Abstract
Spontaneous regression in melanomas is not an uncommon phenomenon, as it has been described in 10–35% of primary cutaneous lesions [1]. Regression does not appear to predict a more favorable course, since even fully regressed melanomas may progress into metastatic disease [2]. Several dermoscopic features have been correlated with the regression process, including white scar-like depigmented areas and gray-blue, pepper-like granules, which correspond to dermal scarring, pigment incontinence and presence of melanophages [3,4]. Regression may occur not only in melanomas, but also in melanocytic nevi, which similarly may exhibit white areas and gray-blue granules or areas under dermoscopy [5]. Overall, white areas have been proposed to be associated with the fibrosis type of regression and gray-blue areas to the melanosis type of regression of melanocytic tumors [3]. Lichen planus like keratosis (LPLK) is considered to represent a regressed solar lentigo or seborrheic keratosis. Dermoscopy of LPLK at the late stage of the regression process reveals a diffuse gray-blue granular pattern, similar to that observed in regressed melanocytic lesions [6].
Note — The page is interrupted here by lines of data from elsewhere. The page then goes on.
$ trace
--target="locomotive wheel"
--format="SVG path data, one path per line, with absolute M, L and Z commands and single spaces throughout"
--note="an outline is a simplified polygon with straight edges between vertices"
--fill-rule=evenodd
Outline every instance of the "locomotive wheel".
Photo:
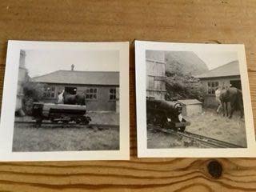
M 42 118 L 37 118 L 37 119 L 35 119 L 36 127 L 40 127 L 40 126 L 41 126 L 41 124 L 42 124 Z
M 185 130 L 186 130 L 186 126 L 182 126 L 179 128 L 179 131 L 182 133 L 185 131 Z

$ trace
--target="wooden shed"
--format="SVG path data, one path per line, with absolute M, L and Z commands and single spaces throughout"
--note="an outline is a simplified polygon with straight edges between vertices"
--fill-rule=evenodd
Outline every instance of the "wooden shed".
M 202 112 L 202 102 L 197 99 L 184 99 L 178 100 L 178 102 L 184 105 L 182 108 L 182 115 L 184 116 L 192 116 Z

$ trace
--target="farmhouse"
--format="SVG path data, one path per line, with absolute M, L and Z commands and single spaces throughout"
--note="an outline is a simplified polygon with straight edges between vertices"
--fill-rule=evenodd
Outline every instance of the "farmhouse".
M 146 50 L 146 97 L 164 99 L 166 62 L 164 51 Z
M 229 62 L 204 74 L 196 76 L 207 90 L 204 99 L 204 106 L 216 106 L 215 90 L 218 86 L 229 88 L 230 86 L 242 90 L 238 61 Z
M 56 102 L 63 90 L 71 94 L 86 94 L 88 110 L 118 112 L 119 72 L 57 70 L 35 77 L 32 82 L 45 84 L 44 102 Z

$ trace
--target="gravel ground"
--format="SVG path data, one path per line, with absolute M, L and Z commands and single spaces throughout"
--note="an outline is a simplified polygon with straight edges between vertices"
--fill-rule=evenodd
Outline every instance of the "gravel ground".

In this context, when evaluating skin lesions that exhibit high degree of regression, interpretation of dermoscopic findings may be problematic, especially when no other dermoscopic clues can be recognized.
Keywords: pigmented lesion, regression, melanoma, lichen planus-like keratosis
Case presentation
The fully regressed melanoma in Figure 1 was found on the arm of a 50-year-old man, who was recently diagnosed with metastatic melanoma of the ipsilateral axillary lymph nodes (Figure 1A). Dermoscopic examination revealed a diffuse blue-gray granular pattern, scar-like, depigmented areas, and a roundish ulceration in the absence of any specific features of melanoma (Figure 1B). Histopathologic examination showed hyperplasia of the epidermis, prominent scar-like fibrosis of the dermis (corresponding dermoscopically to scar-like depigmented areas), vascular hyperplasia, moderately dense inflammation, pigment incontinence and accumulation of melanophages (observed as blue-gray granularity under dermoscopy) (Figures 1C,D). The latter resulted in a fuzzy appearance of the dermis, obstructing the recognition of residual melanocytes, which were finally highlighted by immunohistochemistry, as slight positivity in S100 and HMB45 stains.
In addition, we present a melanocytic nevus (Figure 2) and a LPLK (Figure 3), both typified by features of diffuse regression, namely blue-gray granules and whitish areas. Similar to the melanoma case, no other dermoscopic clues allowing a confident diagnosis could be identified. Histopathologic features of the nevus were very similar to those observed in the melanoma case, including prominent fibrosis, mild inflammation, telangiectasias and scattered melanophages (Figures 2C,D). On the other hand, the LPLK was histopathologically characterized by mild acanthosis, a band-like lymphocytic infiltrate, focal vacuolar degeneration of the basal cell layer, dermal fibrosis, and abundant melanophages in the upper dermis (Figure 3C,D).
Conclusions
Zalaudek et al proposed that the management of melanocytic lesions exhibiting dermoscopic features of regression may be facilitated by the use of an algorithm based on the degree and combination of regression features [3]. In particular, the authors suggest that risk of melanoma is higher for lesions showing either moderate or high degree of regression features along with the presence of combined blue and white areas.
The dermoscopic diagnosis of a LPLK may be assisted by the identification of areas reminiscent of a solar lentigo or a seborrheic keratosis within the lesion [7]. However, at the end-stage of the regression process, when such features have disappeared and the lesion is characterized only by the presence of blue-gray granules, LPLK may strikingly mimic regressive melanoma [6].
In the three lesions reported here, the presence of prominent regression features did not allow a confident differential diagnosis. Under this scenario, an otherwise benign lesion, as a melanocytic nevus, or even a LPLK, may be virtually indistinguishable on clinical and dermoscopic examination from a melanoma and vice versa. In such cases, even histopathologic examination may fail to establish a definite diagnosis. Thus, in lesions exhibiting high degree of regression under dermoscopy, complete excision and careful clinicopathologic evaluation is mandatory to reach a reliable final diagnosis.
Footnotes
Funding: None.
Competing interests: The authors have no conflicts of interest to disclose.